Поздно вечером мы сидели на открытой террасе, любовались луной и морем. Золотая его дорога, казалось, выбегала за кустами лавровишни, совсем под нами. С гор потянуло бризом; кусты играли, хлестали по золотому морю.
– …Никакое не «толстовство», – продолжал начатый разговор Пиньков, – а чувство грозящего обвала толкнуло меня к коровам. Мне показалось, что тут-то я буду независим, осмыслю себя трудом на своей земле. Да и надо было больным солдатам, «газовикам», доставить нужное молоко. Здесь его не хватало. И меня захватило дело. Видели Гришку-Ящера? Таких много. Это гной революции, и этот гной будет скоро «установлять всю правду». И уже пробует Пестрый какой, заметили? Все гады пестрые, Бог их метит. Гад ненавидит закон, порядок, труд, самый продукт труда… ненавидит всех, кто чист, работящ, умен, бережлив, самостоятелен. Это хитрый и злой дурак, убийца жизни. Он ненавидит жизнь, всё ненавидит, всё хочет опоганить, оплевать, стереть. Воплощение дьявола. Он меня люто ненавидит, он, конечно, и вас возненавидел и пометил змеиным глазом. Он мне страшен, и ничего удивительного, если завтра убьет и меня, и вас. Рассказывал вам про архиерея? Он всем рассказывает. Это главный из его подвигов, пока. Но он и кур ворует. Почему я даю ему работу? Во-первых, нет штукатуров, и еще – гнусненькое это… не имею не имею я духа отказать.
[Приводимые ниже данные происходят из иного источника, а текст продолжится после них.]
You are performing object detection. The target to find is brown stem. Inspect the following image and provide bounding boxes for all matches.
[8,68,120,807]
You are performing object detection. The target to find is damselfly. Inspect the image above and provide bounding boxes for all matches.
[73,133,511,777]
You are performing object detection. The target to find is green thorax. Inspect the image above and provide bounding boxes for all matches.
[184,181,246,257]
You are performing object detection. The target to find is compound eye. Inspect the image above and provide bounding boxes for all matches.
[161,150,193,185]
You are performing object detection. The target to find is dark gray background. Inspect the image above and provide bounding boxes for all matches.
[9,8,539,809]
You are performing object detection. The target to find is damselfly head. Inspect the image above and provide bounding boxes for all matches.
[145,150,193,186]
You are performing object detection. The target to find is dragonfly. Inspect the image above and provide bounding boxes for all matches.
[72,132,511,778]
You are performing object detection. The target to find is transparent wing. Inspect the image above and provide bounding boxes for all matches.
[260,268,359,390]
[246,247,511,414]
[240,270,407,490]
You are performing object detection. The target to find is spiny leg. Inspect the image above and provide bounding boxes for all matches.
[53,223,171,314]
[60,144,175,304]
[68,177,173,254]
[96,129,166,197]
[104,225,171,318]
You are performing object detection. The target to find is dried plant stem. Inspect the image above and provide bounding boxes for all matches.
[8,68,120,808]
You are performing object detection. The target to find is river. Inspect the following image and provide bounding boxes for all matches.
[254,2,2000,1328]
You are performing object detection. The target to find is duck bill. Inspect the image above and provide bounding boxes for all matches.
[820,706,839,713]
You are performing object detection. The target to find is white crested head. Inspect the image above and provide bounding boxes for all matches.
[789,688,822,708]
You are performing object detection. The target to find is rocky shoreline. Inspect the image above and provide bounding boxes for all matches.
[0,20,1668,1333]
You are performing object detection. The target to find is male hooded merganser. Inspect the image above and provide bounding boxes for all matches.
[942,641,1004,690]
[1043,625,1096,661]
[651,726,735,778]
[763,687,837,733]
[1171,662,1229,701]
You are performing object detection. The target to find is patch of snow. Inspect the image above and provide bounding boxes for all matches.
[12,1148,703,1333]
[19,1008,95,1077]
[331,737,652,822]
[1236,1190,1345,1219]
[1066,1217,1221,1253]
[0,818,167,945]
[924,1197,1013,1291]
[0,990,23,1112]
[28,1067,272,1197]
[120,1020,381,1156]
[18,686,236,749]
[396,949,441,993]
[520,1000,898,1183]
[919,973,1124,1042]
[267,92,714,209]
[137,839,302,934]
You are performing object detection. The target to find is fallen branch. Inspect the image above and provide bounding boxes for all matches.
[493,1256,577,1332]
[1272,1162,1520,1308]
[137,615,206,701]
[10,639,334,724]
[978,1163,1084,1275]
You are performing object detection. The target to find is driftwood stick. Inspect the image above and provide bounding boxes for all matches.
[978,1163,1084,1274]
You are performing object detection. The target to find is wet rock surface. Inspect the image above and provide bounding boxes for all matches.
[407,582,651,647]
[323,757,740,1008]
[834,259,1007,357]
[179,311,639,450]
Не то чтобы я задабривал… но змеиные его глазки меня смущают, и я боюсь, как бы не сделал гадости на ферме. Он уже пробовал поджигать, но мои собаки и близко не подпускают ночью. А Маша не даст себя в обиду. Я обучу ее бить из револьвера. Ма-ша?.. Понравилась вам. Она не может не нравиться, она – сама жизнь, вечная правда жизни. Любит работу, радуется работе. Не знает ни скуки, ни ненависти, ни злости… и живет, как поет в ней жизнь. Да, я люблю ее. Она заслоняет как-то всю эту одержимость, всю эту подлую муть, что теперь поднимается со дна. Она меня покоит одним видом плавных своих движений, силой, молодостью и верностью чему-то неодолимому, какой-то довечной правде. Я тружусь рядом с ней, и я забываюсь в ней. Она несложна, ясна, и от этого мне покойно. Может быть тут – извечное, без чего никому – нельзя… что нюхом схвачено и Толстым, но испорчено его домыслом, по чем томятся все чуткие, ищущие смысла и правды жизни. Это не высказать… Мне это очень нужно, теперь особенно. Я два года был на войне, измотан, видел и смерть, и многое, и затосковал по жизни, по чистоте-простоте ее, по земле. Когда не по себе мне – я иду на ферму, смотрю на Машу. Не думайте, у меня с ней лишь «флирт». Она не легко дается, но она дается… и я женюсь на ней… если Федор ее, которого она всё любит, не вернется.